No one can say whether the decision to use the gas was the right one, but using an experimental variant definitely raised the risk of unknown side effects. Without the gas, there was a chance the terrorists could have blown up the building and everyone inside. It’s hard to pick the best option. A person with gangrene can’t complain if a doctor amputates his or her leg, as only the doctor knows whether it had to be done to save a life.

The only way to come to a conclusion on the gas is to conduct an open investigation of every action taken and order given. But no such investigation was ever performed. Rather than trying to determine what, if any, mistakes were made so as to avoid repeating them, the authorities effectively said, “We made no mistakes.”

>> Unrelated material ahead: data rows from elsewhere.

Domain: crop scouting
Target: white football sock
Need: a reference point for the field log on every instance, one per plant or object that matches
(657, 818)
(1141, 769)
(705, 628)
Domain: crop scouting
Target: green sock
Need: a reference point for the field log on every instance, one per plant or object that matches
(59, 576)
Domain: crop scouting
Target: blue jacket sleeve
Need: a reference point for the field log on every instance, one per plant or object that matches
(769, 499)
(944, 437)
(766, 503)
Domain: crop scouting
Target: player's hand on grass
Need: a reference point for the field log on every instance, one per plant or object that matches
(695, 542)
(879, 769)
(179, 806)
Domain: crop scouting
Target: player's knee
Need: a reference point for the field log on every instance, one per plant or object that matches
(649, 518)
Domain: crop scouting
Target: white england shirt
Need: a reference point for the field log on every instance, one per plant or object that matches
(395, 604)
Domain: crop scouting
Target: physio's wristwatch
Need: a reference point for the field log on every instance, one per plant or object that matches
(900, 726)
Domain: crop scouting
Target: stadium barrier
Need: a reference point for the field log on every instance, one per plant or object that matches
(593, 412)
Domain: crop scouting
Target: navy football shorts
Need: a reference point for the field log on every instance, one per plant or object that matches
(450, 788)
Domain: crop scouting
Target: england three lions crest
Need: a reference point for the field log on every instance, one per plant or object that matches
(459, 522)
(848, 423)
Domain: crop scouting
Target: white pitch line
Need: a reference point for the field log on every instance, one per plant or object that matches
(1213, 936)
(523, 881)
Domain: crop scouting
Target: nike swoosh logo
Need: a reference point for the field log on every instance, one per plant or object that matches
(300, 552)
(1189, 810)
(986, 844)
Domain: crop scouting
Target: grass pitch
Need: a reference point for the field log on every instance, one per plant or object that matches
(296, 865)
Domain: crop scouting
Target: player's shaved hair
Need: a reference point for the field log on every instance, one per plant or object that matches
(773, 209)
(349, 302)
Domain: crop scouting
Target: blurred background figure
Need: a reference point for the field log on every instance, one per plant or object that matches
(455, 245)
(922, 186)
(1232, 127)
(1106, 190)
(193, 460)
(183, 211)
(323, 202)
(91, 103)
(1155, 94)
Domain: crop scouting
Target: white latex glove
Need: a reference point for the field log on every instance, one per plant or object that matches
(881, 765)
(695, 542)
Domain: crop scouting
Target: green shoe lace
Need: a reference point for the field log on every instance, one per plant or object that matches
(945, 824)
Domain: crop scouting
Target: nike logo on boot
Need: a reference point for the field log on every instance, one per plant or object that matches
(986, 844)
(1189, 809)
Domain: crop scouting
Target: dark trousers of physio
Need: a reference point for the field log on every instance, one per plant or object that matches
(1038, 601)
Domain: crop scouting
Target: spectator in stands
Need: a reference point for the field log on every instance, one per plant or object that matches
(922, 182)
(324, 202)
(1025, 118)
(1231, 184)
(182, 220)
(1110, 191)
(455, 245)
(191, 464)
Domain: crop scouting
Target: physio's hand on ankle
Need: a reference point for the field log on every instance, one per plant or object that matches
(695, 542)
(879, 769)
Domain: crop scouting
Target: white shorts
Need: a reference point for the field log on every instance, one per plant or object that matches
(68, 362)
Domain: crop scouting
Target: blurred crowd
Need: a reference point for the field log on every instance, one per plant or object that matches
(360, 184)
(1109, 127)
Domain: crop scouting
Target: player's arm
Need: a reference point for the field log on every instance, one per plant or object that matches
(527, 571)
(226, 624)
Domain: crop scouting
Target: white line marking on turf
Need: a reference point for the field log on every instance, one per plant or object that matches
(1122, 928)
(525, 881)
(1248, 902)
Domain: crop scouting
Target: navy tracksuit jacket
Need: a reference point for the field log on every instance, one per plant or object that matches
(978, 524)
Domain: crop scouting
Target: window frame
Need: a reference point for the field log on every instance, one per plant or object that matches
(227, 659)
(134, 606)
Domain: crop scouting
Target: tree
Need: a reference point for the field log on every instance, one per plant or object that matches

As it turns out, the authorities had an entirely free hand in the affair. They were free to reject negotiating with the terrorists by falsely claiming that the hostage-takers refused to communicate. They were free to under-report the number of hostages as 350, rather than the actual number of over 700, thereby diminishing the number of lives for which they — and the terrorists — would be held accountable. Killing terrorists appears to have been more important than saving hostages.

Hostage-taking incidents are typically directed at democratic governments. By seizing ordinary people, the terrorists put the government in an impossible position: It can either comply with their ‘ demands or kill innocent people in the process of taking out their attackers. It would be pointless for terrorists to seize hostages in a dictatorship, as dictators traditionally don’t value the lives of their citizens much more than those of, for example, insects.

As a result, I will go out on a limb by suggesting hostage-takings by terrorists are now a thing of the past — bombings perhaps, but no hostage taking. If hostage-takers are an illness to which only democracies are prone, then Russia appears to have built up an immunity.